IPC has been teaching and promoting Standard Precautions since 1986; if there is confusion, what is it, and what human factors have been at play? How can we improve our practices but also respond to an evolving and complex healthcare environment which requires healthcare workers to risk assess safely. This is particularly true within IPC where we face multi-drug resistant organisms and reduced efficacy of some current antibiotic therapy, in addition to increasing demands for healthcare.
The committee considered using tools such as the behaviour change wheel developed by Dr Susan Mitchie which is a framework for understanding behaviour. Which behaviours are at play when IPC decisions are to be made and how can these behaviours be addressed by education and novel methods of IPC management and policy development?
The Committee are to meet to discuss the results of literature searches and to plan next steps. We are considering either using focus groups and involving IPS committees around the country, or developing a questionnaire to gather information initially. Initial feedback from IPS regional groups has been very positive and members do seem to be very excited by this research proposal.

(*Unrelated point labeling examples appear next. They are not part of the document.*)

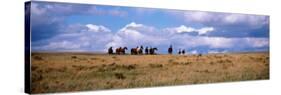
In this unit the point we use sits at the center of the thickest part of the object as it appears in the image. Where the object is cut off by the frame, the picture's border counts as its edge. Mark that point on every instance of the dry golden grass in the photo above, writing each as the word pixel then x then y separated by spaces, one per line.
pixel 60 72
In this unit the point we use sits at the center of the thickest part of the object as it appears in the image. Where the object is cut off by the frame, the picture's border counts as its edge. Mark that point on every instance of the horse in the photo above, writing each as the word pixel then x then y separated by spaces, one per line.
pixel 140 50
pixel 121 50
pixel 118 50
pixel 183 51
pixel 110 50
pixel 152 50
pixel 146 50
pixel 134 51
pixel 170 50
pixel 179 51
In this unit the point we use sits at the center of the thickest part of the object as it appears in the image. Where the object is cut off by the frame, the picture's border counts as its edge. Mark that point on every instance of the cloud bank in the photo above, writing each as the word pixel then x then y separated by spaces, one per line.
pixel 196 32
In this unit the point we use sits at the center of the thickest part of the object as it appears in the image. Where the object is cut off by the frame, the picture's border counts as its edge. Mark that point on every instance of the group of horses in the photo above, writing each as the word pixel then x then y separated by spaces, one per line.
pixel 140 50
pixel 134 51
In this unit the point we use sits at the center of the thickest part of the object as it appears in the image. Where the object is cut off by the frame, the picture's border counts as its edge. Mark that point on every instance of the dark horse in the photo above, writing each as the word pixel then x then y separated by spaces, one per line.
pixel 121 50
pixel 137 50
pixel 134 50
pixel 152 50
pixel 110 50
pixel 146 50
pixel 170 50
pixel 140 50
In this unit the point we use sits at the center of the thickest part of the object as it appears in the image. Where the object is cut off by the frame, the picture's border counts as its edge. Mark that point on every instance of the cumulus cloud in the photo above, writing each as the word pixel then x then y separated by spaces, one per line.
pixel 185 29
pixel 81 38
pixel 223 19
pixel 97 28
pixel 91 37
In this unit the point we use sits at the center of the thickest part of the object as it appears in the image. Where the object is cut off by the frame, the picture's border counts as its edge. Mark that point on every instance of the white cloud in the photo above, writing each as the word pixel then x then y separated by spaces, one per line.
pixel 94 38
pixel 183 29
pixel 223 19
pixel 194 52
pixel 80 38
pixel 97 28
pixel 216 51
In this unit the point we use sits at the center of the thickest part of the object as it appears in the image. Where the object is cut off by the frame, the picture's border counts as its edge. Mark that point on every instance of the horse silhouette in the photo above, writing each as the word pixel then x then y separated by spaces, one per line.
pixel 170 50
pixel 152 50
pixel 121 50
pixel 110 50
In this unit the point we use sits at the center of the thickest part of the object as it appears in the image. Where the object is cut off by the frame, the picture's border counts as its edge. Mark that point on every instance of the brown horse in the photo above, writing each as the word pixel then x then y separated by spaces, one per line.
pixel 152 50
pixel 170 50
pixel 134 51
pixel 110 50
pixel 121 50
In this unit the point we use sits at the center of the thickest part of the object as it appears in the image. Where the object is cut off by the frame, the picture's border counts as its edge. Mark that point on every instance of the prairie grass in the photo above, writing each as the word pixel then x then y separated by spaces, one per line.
pixel 60 72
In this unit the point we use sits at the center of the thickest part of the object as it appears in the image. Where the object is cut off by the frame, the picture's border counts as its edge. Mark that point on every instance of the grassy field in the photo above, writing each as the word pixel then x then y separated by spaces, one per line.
pixel 60 72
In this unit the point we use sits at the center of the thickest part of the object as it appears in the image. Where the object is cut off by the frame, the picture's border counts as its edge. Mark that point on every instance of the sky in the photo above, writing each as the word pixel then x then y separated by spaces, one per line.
pixel 72 27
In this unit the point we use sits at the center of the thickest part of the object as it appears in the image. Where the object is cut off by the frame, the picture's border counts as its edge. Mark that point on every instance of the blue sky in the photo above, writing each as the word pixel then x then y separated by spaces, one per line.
pixel 94 28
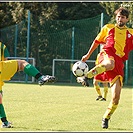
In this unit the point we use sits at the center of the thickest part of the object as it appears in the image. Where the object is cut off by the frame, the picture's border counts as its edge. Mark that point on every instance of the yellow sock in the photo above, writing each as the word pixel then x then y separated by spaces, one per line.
pixel 105 91
pixel 110 110
pixel 96 70
pixel 97 88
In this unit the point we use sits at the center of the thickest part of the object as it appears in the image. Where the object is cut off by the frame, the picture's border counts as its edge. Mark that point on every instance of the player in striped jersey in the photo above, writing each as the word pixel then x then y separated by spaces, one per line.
pixel 117 40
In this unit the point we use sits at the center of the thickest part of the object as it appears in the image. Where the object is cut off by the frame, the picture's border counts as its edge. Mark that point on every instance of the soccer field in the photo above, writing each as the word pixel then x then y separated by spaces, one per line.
pixel 64 108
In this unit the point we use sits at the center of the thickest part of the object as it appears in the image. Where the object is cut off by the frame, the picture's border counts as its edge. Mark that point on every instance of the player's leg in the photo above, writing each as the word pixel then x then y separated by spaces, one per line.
pixel 105 65
pixel 32 71
pixel 5 123
pixel 97 88
pixel 105 91
pixel 115 90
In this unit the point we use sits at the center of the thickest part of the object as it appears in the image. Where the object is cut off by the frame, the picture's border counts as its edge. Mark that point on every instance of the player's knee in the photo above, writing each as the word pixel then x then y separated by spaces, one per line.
pixel 116 99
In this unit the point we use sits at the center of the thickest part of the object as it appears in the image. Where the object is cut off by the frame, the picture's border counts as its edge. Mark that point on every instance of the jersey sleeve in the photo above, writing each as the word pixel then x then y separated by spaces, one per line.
pixel 101 37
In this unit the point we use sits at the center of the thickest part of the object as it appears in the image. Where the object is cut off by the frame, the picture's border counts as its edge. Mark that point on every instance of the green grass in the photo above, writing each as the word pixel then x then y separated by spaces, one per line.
pixel 63 108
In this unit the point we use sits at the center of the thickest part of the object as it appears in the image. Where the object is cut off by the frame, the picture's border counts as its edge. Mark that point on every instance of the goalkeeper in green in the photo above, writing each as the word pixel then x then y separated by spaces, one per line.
pixel 7 70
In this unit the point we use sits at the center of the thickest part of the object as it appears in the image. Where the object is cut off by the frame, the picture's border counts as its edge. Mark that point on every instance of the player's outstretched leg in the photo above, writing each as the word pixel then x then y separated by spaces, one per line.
pixel 105 123
pixel 83 81
pixel 45 79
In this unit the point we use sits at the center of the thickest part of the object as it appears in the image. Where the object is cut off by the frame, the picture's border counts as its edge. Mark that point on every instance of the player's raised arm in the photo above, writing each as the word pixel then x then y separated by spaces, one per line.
pixel 90 51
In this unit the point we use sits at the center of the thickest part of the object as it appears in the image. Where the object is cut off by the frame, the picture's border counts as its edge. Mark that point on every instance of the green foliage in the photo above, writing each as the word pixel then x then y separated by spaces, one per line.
pixel 63 108
pixel 112 6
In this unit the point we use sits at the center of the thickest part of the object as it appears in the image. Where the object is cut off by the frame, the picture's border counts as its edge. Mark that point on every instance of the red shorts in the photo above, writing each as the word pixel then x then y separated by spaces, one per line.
pixel 117 71
pixel 101 77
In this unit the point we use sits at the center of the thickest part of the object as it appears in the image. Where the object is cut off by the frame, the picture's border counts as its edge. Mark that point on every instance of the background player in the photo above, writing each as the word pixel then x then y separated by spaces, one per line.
pixel 8 68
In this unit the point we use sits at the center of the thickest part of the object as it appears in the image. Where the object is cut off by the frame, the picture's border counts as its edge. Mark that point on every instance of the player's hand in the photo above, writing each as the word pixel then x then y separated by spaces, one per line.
pixel 84 58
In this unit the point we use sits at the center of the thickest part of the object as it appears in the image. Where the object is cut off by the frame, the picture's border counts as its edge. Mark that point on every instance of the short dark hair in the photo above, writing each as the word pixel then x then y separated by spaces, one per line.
pixel 123 11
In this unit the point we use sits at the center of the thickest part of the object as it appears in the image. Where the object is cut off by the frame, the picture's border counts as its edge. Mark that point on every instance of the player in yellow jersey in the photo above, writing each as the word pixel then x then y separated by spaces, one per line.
pixel 7 70
pixel 117 40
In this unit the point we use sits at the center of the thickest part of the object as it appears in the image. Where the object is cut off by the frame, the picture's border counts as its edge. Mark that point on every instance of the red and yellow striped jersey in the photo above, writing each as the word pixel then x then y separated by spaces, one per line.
pixel 117 40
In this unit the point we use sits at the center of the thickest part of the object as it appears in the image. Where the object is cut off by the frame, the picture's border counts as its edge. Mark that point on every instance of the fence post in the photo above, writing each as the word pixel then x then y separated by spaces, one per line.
pixel 101 27
pixel 28 41
pixel 73 30
pixel 16 40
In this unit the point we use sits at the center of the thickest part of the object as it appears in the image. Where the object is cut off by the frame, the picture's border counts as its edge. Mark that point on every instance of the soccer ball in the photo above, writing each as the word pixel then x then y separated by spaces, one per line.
pixel 80 68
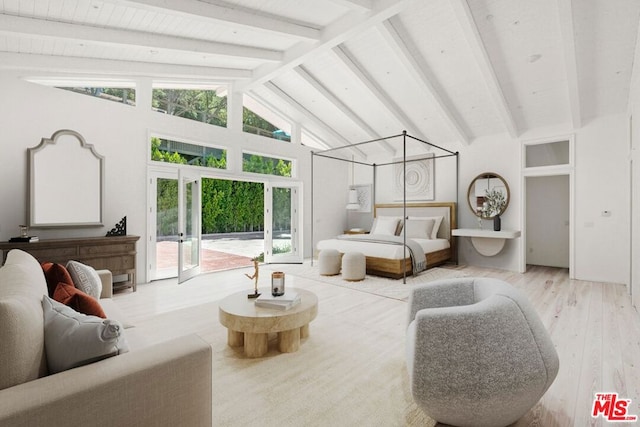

We have applications of interest from several regional groups: the West Midlands, Yorkshire and the South West so far. Next steps will be published on the IPS website and disseminated to regional groups of the IPS following our August meeting.
The Committee also facilitated a piece of research by Professor Reilly who investigated the IPS members’ views on the use of ‘Fist bumps’ (Reilly et al 2015). We helped develop the data collection tool and analysis, the results of which are now published in JIP.